You must have surely guessed by now that the right way to evaluate the performance of a model is to use the second group of data points that we set aside at the beginning, which we call “test set”.

Let’s compute the MSE on the test set for each model, and see how it changes as a function of the degree of the polynomial.

plot MSE for test set

fig, ax = plt.subplots(figsize=(6, 3))
MSE_test = []
for i, degree in enumerate(d_list):
    MSE_test.append(np.mean((trained_polys[i](test_x) - test_y)**2))
MSE_test = np.array(MSE_test)
ax.plot(d_list, MSE_test, marker='o', color=blue)
idx = np.array(degrees)-1
ax.plot(degrees, MSE_test[idx], ls="None", marker='o', mfc="None", mec=pink, markersize=12, markeredgewidth=1.5)
ax.set_yscale('log')
ax.set(xlabel='polynomial degree',
       ylabel='MSE',
       title='MSE on test set'
       # ylim=(0, 1)
       );

When confronted with unseen data, the higher-order polynomials now perform abysmally. Their MSE is so high that I had to use a logarithmic scale on the y-axis.

The performance of models of increasing complexity now shows a typical U-shape. Initially, the MSE on the test set decreases, because the model is becoming more flexible, and it can capture better the underlying relationship between x and y. At this stage we are getting away from underfitting. However, after a certain point, increasing the degree of the polynomial leads to overfitting, where the model starts to capture noise in the training data rather than the true underlying relationship.
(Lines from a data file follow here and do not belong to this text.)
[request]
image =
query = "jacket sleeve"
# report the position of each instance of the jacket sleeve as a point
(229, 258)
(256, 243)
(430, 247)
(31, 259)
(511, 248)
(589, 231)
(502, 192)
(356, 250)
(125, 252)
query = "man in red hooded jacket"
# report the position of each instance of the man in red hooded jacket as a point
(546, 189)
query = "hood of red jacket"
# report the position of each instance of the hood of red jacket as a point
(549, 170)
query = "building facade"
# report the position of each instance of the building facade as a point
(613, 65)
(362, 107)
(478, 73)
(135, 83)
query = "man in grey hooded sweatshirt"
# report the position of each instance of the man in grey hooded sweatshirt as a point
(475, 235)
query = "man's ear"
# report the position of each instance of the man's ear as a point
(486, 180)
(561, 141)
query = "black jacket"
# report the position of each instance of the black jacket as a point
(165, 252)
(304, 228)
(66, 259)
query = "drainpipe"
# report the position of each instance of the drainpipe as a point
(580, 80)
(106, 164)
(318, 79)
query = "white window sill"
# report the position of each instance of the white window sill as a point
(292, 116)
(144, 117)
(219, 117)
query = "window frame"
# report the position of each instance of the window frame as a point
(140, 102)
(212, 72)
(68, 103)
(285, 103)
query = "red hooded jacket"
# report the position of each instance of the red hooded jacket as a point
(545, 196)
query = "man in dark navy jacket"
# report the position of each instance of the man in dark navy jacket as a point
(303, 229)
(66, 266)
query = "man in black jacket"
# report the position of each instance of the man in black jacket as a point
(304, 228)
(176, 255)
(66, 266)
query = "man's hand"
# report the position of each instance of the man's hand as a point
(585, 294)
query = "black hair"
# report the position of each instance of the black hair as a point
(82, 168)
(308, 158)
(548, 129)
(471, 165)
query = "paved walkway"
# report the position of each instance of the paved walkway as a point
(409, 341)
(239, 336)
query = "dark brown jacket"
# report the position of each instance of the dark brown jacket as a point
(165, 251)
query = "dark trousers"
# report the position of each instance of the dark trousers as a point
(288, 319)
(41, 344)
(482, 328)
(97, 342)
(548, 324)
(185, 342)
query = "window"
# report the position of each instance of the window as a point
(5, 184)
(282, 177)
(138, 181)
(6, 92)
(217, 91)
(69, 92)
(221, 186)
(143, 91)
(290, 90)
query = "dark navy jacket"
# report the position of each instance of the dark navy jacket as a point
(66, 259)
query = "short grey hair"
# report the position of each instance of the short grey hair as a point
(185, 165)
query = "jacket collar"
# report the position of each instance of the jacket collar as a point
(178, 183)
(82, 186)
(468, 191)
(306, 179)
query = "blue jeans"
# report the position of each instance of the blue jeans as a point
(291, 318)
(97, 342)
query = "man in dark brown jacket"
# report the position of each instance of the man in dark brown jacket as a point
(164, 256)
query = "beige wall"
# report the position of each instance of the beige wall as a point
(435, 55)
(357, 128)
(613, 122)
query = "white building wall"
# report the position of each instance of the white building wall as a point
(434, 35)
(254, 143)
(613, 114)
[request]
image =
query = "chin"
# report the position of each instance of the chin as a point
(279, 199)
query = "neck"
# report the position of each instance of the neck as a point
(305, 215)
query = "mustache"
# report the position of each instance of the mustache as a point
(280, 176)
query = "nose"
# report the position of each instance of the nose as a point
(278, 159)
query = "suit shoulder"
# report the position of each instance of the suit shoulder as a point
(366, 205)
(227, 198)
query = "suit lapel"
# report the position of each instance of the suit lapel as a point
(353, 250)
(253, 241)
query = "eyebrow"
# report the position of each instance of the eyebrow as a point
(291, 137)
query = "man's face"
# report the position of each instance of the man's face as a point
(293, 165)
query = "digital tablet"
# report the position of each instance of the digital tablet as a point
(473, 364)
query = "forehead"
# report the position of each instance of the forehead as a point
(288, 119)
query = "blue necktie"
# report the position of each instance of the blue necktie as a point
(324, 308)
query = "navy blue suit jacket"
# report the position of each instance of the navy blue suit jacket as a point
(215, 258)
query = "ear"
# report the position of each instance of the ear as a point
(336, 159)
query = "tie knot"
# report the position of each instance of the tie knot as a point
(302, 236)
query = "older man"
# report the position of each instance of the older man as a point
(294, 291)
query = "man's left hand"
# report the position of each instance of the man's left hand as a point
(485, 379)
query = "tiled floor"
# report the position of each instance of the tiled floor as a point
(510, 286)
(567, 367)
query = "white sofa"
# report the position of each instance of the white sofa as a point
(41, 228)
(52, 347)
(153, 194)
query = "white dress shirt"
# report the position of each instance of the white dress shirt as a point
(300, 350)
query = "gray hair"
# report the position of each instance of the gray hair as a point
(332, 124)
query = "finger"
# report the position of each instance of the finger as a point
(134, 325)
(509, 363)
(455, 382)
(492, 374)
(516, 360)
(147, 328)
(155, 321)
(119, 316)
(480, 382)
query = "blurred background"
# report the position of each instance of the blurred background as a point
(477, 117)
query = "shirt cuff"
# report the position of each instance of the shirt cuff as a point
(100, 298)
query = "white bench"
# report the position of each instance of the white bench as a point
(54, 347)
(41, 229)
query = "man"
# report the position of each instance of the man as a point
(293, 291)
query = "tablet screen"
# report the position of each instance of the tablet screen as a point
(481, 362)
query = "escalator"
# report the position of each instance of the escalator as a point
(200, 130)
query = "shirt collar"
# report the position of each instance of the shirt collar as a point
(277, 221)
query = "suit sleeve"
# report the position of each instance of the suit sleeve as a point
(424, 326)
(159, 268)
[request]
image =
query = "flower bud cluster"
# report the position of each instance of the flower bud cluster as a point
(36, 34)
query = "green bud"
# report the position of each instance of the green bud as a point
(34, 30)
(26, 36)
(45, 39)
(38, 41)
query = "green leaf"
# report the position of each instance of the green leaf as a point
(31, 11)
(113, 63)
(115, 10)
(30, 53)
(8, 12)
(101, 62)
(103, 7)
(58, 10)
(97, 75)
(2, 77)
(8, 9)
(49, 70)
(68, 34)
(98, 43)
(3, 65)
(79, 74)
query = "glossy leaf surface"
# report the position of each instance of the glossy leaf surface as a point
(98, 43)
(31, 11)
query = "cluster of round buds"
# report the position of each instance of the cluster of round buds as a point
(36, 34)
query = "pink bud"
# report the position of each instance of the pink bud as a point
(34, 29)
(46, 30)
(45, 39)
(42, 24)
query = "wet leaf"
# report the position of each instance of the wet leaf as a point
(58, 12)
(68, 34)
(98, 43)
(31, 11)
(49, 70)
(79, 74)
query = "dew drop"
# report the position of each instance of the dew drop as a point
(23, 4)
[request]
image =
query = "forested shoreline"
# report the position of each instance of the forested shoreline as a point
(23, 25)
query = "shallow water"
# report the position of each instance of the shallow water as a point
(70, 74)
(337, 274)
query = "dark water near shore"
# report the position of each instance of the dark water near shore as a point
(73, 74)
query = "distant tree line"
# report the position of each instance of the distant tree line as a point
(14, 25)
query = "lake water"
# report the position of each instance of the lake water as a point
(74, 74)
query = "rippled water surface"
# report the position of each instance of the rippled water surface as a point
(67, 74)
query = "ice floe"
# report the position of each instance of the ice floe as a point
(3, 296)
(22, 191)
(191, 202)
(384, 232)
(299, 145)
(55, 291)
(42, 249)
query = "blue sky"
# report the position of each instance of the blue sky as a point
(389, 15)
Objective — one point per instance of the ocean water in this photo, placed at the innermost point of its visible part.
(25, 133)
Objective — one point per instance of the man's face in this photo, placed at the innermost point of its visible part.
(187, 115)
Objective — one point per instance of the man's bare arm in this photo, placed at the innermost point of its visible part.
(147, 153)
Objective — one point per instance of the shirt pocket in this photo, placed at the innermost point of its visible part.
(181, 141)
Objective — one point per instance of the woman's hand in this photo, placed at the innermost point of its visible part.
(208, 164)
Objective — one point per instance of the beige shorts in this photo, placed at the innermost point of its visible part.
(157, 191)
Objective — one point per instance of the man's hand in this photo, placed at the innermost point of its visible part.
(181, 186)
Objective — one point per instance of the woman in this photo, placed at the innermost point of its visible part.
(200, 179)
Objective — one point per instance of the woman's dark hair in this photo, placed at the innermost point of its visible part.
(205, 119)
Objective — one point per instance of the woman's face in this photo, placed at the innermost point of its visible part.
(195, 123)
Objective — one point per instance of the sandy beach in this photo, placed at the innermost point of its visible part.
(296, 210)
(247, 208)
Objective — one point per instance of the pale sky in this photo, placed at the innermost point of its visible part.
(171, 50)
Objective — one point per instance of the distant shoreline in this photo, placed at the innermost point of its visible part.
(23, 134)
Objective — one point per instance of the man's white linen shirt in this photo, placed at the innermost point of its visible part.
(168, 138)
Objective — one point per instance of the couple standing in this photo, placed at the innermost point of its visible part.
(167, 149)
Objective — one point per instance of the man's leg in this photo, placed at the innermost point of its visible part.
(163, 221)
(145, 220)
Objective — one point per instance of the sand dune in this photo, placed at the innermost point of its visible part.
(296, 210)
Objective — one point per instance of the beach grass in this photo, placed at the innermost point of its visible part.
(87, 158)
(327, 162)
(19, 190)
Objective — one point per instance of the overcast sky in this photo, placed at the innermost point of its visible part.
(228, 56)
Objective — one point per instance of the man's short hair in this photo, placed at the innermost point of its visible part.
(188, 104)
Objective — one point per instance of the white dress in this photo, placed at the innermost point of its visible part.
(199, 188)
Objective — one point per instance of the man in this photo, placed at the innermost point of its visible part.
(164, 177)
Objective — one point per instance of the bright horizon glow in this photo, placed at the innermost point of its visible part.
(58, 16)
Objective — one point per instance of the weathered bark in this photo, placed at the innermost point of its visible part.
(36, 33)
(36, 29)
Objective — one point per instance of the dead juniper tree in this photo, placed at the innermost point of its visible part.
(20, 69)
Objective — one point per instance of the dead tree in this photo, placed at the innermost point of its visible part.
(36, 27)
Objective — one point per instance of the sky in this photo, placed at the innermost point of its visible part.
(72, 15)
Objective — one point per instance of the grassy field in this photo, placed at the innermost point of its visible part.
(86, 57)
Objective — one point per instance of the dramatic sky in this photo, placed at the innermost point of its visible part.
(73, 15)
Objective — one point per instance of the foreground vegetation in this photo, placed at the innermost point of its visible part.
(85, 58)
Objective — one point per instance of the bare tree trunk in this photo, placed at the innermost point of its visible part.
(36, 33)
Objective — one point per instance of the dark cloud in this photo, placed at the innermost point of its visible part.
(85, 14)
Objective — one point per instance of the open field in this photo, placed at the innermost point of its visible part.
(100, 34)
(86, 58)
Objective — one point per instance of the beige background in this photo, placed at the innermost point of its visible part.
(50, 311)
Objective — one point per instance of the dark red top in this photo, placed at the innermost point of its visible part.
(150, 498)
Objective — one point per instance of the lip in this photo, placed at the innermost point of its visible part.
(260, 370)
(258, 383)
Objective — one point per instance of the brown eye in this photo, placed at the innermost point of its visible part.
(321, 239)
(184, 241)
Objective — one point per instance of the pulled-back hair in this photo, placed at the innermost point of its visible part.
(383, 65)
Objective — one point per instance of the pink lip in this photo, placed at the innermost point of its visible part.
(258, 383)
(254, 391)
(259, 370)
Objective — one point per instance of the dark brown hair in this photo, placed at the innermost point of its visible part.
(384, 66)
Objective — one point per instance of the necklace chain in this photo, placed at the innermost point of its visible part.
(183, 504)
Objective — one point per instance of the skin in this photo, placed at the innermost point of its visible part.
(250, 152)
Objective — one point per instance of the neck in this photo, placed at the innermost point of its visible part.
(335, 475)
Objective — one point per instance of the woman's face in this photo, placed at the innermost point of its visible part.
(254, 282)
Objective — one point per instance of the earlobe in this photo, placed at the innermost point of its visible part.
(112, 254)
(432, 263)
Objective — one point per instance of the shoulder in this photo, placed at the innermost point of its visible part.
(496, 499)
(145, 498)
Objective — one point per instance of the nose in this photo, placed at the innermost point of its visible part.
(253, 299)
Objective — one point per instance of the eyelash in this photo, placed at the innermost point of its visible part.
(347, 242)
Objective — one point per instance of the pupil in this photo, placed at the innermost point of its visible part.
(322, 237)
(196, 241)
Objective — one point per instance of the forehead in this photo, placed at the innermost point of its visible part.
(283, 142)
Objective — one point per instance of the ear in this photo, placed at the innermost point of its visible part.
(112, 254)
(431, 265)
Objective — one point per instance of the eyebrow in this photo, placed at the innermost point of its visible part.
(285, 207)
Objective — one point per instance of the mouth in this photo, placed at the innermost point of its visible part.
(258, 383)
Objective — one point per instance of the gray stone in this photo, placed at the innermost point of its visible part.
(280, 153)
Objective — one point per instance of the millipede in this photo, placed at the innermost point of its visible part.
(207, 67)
This results in an increase in MSE on the test set.

In this example, all polynomials from degree 5 to 10 perform approximately equally well, meaning that the generalize equally well to new data.

In the previous chapter, we studied generalization error at the population level, averaging over many possible training sets. Here, we focused on a single realized dataset and estimated generalization error using a held-out test set.

49.3 concluding remarks

We will deal with the split of our dataset into training and test sets in more detail in the next chapter. For now, the main takeaway is that when we evaluated our models against each of these sets, we were asking different questions.

How well does this model reproduce the data I already showed it? This is what the first evaluation, based on the training set, was asking.
How well will this model perform on new data drawn from the same population? This is what the second evaluation, based on the test set, was asking.

The second question is what we really care about. This is the fundamental reason why splitting our dataset is not a waste of data.